Role of Microbiota-Derived Extracellular Vesicles in Gut-Brain Communication

Abstract

Human intestinal microbiota comprise of a dynamic population of bacterial species and other microorganisms with the capacity to interact with the rest of the organism and strongly influence the host during homeostasis and disease. Commensal and pathogenic bacteria coexist in homeostasis with the intestinal epithelium and the gastrointestinal tract's immune system, or GALT (gut-associated lymphoid tissue), of the host. However, a disruption to this homeostasis or dysbiosis by different factors (e.g., stress, diet, use of antibiotics, age, inflammatory processes) can cause brain dysfunction given the communication between the gut and brain. Recently, extracellular vesicles (EVs) derived from bacteria have emerged as possible carriers in gut-brain communication through the interaction of their vesicle components with immune receptors, which lead to neuroinflammatory immune response activation. This review discusses the critical role of bacterial EVs from the gut in the neuropathology of brain dysfunctions by modulating the immune response. These vesicles, which contain harmful bacterial EV contents such as lipopolysaccharide (LPS), peptidoglycans, toxins and nucleic acids, are capable of crossing tissue barriers including the blood-brain barrier and interacting with the immune receptors of glial cells (e.g., Toll-like receptors) to lead to the production of cytokines and inflammatory mediators, which can cause brain impairment and behavioral dysfunctions.

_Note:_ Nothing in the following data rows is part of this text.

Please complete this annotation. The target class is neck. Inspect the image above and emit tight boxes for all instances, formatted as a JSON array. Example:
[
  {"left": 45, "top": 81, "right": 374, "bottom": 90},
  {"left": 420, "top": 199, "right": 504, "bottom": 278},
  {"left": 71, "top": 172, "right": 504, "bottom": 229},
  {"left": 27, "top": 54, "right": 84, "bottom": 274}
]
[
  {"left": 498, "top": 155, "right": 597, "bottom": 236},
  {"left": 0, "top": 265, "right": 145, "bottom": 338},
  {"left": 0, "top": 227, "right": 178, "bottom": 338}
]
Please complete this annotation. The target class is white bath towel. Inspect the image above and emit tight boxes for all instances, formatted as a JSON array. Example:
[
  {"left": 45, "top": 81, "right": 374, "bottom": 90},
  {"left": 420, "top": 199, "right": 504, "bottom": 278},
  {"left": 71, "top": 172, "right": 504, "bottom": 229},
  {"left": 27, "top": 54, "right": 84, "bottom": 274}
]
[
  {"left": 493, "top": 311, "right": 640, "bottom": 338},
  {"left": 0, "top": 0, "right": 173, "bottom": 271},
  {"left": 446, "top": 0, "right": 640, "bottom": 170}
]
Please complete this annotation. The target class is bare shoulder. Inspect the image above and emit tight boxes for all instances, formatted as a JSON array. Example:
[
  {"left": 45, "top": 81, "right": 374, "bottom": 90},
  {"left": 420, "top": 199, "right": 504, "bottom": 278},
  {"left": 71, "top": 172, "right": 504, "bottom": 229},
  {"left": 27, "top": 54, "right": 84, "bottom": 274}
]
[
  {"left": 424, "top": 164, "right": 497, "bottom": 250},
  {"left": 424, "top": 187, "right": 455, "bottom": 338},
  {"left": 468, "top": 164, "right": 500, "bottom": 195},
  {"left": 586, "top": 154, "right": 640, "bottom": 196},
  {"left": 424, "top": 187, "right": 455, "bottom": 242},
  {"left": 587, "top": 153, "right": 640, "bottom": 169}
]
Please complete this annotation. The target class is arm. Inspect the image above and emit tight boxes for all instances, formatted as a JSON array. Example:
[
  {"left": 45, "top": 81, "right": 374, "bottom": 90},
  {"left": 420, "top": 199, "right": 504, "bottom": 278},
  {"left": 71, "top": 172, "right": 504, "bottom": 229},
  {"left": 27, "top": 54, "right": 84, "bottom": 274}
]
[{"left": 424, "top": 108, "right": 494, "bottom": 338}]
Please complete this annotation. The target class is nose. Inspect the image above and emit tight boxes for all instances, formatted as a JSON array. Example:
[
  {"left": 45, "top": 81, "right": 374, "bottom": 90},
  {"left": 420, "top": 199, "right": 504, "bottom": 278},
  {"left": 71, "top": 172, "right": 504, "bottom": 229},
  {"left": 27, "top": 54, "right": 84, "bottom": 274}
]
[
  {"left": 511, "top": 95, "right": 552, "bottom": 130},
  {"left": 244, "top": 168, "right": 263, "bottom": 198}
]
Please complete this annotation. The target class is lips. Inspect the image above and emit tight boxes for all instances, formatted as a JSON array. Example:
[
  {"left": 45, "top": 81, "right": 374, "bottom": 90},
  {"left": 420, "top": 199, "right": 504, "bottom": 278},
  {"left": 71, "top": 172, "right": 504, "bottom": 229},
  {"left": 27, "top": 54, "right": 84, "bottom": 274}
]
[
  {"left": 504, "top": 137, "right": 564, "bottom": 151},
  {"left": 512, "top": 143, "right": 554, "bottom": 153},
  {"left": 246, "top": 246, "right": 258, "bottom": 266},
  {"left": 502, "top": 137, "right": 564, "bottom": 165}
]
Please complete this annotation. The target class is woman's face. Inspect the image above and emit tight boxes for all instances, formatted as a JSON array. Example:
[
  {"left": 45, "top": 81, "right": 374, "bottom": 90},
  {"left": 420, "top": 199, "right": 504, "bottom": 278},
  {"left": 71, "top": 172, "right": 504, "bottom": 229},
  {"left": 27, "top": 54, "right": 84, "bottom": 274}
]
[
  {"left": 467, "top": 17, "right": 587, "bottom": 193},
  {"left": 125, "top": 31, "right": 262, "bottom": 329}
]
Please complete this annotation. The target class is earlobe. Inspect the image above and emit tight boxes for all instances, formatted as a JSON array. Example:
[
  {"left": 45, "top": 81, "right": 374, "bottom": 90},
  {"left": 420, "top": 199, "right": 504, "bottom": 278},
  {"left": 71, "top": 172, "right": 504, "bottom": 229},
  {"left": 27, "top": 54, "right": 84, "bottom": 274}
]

Keywords: bacteria; brain; extracellular vesicles; microbiota; neuropathology.

Figure 1

Architecture and composition of eukaryotic and bacterial extracellular vesicles. (A) Eukaryotic microvesicle, lipid bilayer-enclosed structures formed by the outward budding and fission of the plasma membrane with characteristic components such as flotillin-2, selectins, integrins, metalloproteinases and a high level of phosphatidylserine on the envelope. (B) Bacteria Gram-positive vesicles are comprised of the cytoplasmic membrane and also lipid bilayer-enclosed spheres and the cargo comes from the cytoplasm. (C) The outer membrane vesicles (OMVs) from Gram-negative bacteria are produced through outer membrane blebbing, whose cargo comes from the periplasm and contains peptidoglycan and periplasmic proteins and lipopolysaccharide (LPS) on their surface. (D) Outer-inner membrane vesicles (O-IMVs) are produced by Gram-negative bacteria under extreme stress or explosive cell lysis and contain a double bilayer showing inner membrane proteins and cytoplasmic proteins.

Figure 2

Scheme of the three possible mechanisms used by bacterial vesicles to penetrate the BBB. EVs can cross the BBB by themselves, in infected immune cells or through bacteria in different disorders. Once bacterial EVs are inside the brain, membrane components and the cargo of vesicles act as ligands of innate immune receptors (e.g., TLRs, NALP3 inflammasome) and activate the inflammatory immune response.

Figure 3

Bacterial EVs released during dysbiosis are able to cause brain disorders. In dysbiosis, the abundance of pathogenic bacterial species and harmful molecules such as LPS, peptidoglycans and toxins increase in the gastrointestinal tract and the intestinal epithelium is damaged by both bacterial activity and the inflammatory immune response, which increases the permeability and the transfer of EV components (e.g., LPS, RNA, DNA, proteins) from the intestinal lumen to the bloodstream. EVs might use paracellular and/or transcellular pathways to cross the intestinal barrier or be released by the bacteria already in blood vessels. If these vesicles reach the CNS, they activate immune cells (e.g., astrocytes and microglia) through the immune receptors of TLRs by triggering pro-inflammatory cytokines and causing neuronal damage.